2011/05/02(Mon)01:50

 ”機械に詳しそうなビジュアル”とは、トータルテンボスのお二人から頂戴したお言葉。これに恥じぬように精進したいところですね。って、これは今日、静岡市立伝馬町小学校にいた人にしか通じませんか。

 今日は(昨日ですが)NHK教育(Eテレ)のスクールLiveShowの公開収録がありました。先日来準備していた教材の出番ということで、私と研究室の後輩I氏はトラブルシューティング兼当日の裏方を担当。4/30に現地入りし、教材の動作テストと修理改良、当日のリハーサルと収録を経て、先ほど帰還したところです。4/30は宿に着いたのが25時半であったりして、番組製作は過酷なんだなぁとあらためて感じました。
 とはいえ楽しかったですけどね。初めての台本(裏方ですが)、初めてのロケバスなど、貴重な体験をさせていただきました。自分には判らない形で諸方面に迷惑をかけていたとも思われますが……。

 収録の中身は番組のネタバレになりかねないので、ここでは割愛いたします。オンエア後に私が覚えていれば、写真も交えて紹介するかもしれません。とりあえず、かいつまんで言うとラジコン台車のキット(これが私の今回の製作物)を小学生が組み立て、様々な形で+αして競技を行った、というところでしょうか。会場の伝馬町小学校と、同じ市内の森下小学校の対抗戦ということもあって激しく盛り上がりました。

 まぁ値の張る教材だったわけですが(ってもNHKのお財布ですけど)、個人的にやった甲斐が有ったと思われたのは、子供たちがロボットに向ける眼差しが本気だったこと。特に、壊れたり、急に調子が悪くなったりしたときにロボットに向けられる心配は、まさしく機械への愛の芽生えですね!
 ロボコンの教育効果が叫ばれて久しいですが、今回のこれも、子供たちを一段階”ものにも優しく”するのに貢献できたなら幸いです。

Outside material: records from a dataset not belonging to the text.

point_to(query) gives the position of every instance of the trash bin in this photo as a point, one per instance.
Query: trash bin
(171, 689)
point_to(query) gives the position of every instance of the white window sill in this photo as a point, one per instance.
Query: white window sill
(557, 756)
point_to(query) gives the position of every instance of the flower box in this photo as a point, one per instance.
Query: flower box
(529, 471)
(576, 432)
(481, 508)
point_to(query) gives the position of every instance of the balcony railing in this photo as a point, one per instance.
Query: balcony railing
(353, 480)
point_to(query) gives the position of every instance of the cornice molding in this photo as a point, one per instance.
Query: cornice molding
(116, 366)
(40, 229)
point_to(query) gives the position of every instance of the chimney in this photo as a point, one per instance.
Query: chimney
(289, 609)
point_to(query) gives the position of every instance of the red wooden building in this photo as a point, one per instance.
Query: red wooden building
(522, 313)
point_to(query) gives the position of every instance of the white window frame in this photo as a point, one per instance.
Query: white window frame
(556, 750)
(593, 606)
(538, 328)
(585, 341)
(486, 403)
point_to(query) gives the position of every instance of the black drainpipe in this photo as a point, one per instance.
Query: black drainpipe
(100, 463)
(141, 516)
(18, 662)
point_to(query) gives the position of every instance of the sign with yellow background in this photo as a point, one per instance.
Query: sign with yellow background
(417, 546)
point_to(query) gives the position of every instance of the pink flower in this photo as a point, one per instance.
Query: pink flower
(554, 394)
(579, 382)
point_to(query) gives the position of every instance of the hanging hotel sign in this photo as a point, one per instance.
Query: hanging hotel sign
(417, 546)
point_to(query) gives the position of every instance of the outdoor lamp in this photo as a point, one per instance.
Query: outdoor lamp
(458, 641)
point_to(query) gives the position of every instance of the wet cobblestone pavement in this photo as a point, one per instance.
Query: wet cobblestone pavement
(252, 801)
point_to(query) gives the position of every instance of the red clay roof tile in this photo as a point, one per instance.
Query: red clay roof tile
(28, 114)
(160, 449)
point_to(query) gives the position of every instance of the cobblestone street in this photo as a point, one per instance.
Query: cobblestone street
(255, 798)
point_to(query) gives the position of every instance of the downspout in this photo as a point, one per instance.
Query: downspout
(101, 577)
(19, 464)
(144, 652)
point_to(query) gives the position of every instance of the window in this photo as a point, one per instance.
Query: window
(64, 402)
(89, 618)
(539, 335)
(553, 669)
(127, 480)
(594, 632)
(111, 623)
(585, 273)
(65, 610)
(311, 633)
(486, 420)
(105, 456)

 そうそう、収録前日の夜中12時頃、我々は会場でロボットの改良をしていました。私はシャーシに穴をあける担当で、さくさく穴あけが出来ることに恍惚となっていたと思われます。が、そんなときの一幕。

(チーフディレクターさん)「その独り言にはリアクションしないと駄目なの?」
(蛙)「え、あ、私、なんて言ってましたか」

 あな恐ろしや。変な事を口走っていなければ良いのですが……。